Vasudev Kamath: Learning Notes: Debsecan MCP Server

Since Generative AI is currently the most popular topic, I wanted to get my
hands dirty and learn something new. I was learning about the Model Context
Protocol at the time and wanted to apply it to build something simple.

Idea

On Debian systems, we use debsecan to find vulnerabilities. However, the tool
currently provides a simple list of vulnerabilities and packages with no
indication of the system’s security posture—meaning no criticality information
is exposed and no executive summary is provided regarding what needs to be
fixed. Of course, one can simply run the following to install existing fixes and
be done with it:

apt-get install $(debsecan --suite sid --format packages --only-fixed)

But this is not how things work in corporate environments; you need to provide a
report showing the system’s previous state and the actions taken to bring it to
a safe state. It is all about metrics and reports.

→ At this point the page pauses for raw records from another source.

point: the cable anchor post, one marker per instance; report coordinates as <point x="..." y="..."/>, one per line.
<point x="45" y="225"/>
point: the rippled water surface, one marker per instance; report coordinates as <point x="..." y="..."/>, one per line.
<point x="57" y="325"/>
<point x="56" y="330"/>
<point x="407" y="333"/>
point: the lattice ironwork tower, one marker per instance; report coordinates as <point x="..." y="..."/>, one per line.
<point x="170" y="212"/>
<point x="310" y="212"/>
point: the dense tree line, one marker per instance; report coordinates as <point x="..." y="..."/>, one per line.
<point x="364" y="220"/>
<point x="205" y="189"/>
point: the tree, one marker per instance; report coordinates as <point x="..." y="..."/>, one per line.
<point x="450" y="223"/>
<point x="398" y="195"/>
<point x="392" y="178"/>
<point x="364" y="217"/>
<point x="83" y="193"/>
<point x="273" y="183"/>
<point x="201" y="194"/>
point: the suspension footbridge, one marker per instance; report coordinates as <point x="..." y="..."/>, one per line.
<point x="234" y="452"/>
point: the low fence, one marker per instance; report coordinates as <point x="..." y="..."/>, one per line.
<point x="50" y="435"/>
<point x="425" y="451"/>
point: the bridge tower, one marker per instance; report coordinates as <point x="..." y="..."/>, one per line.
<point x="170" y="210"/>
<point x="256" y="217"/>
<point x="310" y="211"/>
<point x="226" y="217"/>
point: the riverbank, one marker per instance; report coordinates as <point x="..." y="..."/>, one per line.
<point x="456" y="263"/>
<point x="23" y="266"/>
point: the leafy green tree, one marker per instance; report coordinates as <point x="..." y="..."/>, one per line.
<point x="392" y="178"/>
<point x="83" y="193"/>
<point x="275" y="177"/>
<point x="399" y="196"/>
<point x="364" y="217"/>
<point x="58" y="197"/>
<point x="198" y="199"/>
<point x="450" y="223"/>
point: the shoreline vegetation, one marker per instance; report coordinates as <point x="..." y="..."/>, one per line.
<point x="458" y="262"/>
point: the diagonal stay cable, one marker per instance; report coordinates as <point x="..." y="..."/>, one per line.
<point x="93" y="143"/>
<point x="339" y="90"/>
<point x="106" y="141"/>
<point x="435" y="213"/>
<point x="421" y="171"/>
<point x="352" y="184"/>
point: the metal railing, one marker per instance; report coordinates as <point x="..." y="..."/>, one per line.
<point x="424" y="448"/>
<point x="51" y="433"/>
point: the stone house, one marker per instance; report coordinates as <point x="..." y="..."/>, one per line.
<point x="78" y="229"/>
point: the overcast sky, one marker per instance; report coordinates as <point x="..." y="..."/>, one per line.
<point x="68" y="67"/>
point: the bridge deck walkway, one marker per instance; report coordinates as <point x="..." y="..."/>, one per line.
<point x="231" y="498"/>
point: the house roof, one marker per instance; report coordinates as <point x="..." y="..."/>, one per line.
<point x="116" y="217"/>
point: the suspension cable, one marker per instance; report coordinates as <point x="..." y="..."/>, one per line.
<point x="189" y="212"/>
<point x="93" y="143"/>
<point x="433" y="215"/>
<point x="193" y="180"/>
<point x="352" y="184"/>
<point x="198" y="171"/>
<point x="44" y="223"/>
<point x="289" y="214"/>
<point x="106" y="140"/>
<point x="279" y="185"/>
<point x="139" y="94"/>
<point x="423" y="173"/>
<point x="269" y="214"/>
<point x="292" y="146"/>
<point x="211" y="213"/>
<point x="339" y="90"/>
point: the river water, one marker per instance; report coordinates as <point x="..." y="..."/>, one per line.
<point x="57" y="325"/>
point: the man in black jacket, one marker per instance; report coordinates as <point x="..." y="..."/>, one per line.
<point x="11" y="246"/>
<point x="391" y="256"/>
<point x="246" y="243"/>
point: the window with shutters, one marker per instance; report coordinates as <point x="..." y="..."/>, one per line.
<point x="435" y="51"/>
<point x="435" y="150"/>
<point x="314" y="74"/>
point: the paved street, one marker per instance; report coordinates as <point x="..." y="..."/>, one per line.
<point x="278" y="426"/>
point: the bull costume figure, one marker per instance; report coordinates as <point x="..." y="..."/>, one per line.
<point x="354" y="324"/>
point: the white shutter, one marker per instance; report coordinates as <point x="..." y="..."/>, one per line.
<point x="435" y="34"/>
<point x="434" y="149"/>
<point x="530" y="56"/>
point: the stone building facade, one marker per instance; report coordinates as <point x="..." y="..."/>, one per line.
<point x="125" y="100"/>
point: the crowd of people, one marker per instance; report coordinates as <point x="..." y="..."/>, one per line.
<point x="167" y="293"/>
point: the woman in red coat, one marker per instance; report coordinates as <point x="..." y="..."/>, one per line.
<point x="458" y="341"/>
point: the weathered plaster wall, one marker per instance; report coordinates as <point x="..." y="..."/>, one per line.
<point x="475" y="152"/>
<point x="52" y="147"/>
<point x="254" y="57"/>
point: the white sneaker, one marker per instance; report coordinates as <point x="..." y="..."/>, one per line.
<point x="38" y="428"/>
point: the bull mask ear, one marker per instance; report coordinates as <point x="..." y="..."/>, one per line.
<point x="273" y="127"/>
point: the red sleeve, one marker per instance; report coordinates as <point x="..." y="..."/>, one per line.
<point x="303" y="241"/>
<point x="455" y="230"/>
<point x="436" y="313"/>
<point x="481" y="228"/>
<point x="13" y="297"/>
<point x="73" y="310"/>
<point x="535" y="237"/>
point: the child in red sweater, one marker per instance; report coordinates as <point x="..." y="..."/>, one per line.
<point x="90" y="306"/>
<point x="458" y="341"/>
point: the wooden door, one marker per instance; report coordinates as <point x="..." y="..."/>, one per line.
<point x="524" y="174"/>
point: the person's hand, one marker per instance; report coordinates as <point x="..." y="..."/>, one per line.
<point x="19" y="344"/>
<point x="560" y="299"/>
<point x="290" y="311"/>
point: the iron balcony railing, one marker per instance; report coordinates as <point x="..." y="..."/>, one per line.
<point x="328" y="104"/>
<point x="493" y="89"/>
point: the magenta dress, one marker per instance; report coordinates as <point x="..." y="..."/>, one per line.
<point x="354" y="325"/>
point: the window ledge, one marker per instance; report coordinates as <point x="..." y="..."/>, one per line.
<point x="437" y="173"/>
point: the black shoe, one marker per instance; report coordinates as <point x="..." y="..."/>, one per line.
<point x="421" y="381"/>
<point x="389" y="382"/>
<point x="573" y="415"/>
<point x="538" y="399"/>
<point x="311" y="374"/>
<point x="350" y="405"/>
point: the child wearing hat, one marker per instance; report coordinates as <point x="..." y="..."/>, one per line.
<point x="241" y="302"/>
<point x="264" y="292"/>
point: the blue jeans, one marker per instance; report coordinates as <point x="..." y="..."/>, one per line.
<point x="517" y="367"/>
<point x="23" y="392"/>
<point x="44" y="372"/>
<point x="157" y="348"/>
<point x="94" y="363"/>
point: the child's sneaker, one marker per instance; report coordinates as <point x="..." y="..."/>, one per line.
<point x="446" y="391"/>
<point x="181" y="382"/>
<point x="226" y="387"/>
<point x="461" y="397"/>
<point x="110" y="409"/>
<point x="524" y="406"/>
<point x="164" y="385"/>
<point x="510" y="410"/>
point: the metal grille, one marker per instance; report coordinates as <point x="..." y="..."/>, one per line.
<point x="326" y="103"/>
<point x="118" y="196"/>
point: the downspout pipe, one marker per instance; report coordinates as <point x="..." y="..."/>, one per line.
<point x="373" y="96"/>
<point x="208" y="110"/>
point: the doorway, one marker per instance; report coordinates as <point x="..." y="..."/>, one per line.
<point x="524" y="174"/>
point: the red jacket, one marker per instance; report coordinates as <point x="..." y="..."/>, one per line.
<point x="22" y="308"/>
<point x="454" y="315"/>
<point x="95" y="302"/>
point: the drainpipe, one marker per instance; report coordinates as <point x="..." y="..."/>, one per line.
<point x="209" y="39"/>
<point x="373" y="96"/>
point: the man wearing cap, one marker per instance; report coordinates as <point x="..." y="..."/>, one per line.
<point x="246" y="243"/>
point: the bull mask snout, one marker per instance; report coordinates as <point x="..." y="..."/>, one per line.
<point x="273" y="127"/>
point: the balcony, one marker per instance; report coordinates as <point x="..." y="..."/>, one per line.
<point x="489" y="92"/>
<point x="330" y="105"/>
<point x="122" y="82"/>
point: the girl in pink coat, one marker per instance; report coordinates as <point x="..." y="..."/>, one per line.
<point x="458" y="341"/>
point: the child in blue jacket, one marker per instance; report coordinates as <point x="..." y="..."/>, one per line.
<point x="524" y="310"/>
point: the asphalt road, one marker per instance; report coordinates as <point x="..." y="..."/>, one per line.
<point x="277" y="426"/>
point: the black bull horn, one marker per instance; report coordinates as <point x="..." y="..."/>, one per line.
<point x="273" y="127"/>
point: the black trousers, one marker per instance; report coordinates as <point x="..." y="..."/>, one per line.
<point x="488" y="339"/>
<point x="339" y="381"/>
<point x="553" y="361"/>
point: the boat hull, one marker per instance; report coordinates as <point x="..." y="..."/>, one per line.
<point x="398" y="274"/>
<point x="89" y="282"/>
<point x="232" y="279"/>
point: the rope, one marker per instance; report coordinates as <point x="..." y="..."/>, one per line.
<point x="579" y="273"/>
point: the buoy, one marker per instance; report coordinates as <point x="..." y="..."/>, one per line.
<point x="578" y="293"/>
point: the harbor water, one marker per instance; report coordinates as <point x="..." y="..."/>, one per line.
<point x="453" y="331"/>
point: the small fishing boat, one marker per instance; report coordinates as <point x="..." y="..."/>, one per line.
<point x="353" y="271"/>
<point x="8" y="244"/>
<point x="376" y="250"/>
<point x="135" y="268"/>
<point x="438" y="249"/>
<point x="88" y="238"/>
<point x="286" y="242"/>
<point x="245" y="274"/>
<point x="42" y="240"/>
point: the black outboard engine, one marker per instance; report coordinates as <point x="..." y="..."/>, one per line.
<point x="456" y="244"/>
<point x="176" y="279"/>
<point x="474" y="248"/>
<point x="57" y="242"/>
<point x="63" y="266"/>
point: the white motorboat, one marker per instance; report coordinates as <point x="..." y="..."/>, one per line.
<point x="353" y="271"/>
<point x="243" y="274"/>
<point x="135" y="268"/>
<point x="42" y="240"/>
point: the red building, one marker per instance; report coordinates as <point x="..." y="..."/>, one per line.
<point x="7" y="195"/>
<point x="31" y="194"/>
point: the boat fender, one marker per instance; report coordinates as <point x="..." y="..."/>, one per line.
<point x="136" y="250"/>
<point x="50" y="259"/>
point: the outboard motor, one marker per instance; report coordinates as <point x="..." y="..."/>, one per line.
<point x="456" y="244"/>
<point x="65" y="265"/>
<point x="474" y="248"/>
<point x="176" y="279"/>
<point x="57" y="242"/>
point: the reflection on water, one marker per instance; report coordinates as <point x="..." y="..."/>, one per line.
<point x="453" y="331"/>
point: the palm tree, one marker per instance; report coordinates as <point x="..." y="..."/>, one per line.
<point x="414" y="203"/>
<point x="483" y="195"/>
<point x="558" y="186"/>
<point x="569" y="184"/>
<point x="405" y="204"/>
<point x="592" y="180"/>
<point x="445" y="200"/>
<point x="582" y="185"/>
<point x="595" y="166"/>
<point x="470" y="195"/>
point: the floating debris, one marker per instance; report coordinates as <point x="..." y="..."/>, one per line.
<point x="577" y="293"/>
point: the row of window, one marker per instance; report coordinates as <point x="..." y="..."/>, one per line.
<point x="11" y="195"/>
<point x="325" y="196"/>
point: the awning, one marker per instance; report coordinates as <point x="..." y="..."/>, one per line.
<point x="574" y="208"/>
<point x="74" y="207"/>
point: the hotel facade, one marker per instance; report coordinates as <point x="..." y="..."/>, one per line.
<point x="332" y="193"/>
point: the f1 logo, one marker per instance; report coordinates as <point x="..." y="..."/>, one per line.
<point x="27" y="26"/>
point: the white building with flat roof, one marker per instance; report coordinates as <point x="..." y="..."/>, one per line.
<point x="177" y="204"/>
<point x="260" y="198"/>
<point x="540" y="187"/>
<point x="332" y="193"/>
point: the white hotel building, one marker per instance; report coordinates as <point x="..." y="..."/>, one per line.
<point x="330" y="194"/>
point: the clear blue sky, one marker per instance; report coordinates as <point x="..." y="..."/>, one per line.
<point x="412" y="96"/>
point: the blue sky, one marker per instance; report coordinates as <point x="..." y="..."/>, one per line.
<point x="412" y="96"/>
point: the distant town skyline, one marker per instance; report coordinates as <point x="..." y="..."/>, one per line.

My goal was to use debsecan to generate a list of vulnerabilities, find more
detailed information on them, and prioritize them as critical, high, medium, or
low. By providing this information to an AI, I could ask it to generate an
executive summary report detailing what needs to be addressed immediately and
the overall security posture of the system.

Initial Take

My initial thought was to use an existing LLM, either self-hosted or a
cloud-based LLM like Gemini (which provides an API with generous limits via AI
Studio). I designed functions to output the list of vulnerabilities on the
system and provide detailed information on each. The idea was to use these as
“tools” for the LLM.

Learnings

  1. I learned about open-source LLMs using Ollama, which allows you to download
    and use models on your laptop.
  2. I used Llama 3.1, Llama 3.2, and Granite 4 on my laptop without a GPU. I
    managed to run my experiments, even though they were time-consuming and
    occasionally caused my laptop to crash.
  3. I learned about Pydantic and how to use it to parse custom JSON schemas with
    minimal effort.
  4. I learned about osv.dev, an open-source initiative by Google that aggregates
    vulnerability information from various sources and provides data in a
    well-documented JSON schema format.
  5. I learned about the EPSS (Exploit Prediction Scoring System) and how it is
    used alongside static CVSS scoring to detect truly critical vulnerabilities.
    The EPSS score provides an idea of the probability of a vulnerability being
    exploited in the wild based on actual real-world attacks.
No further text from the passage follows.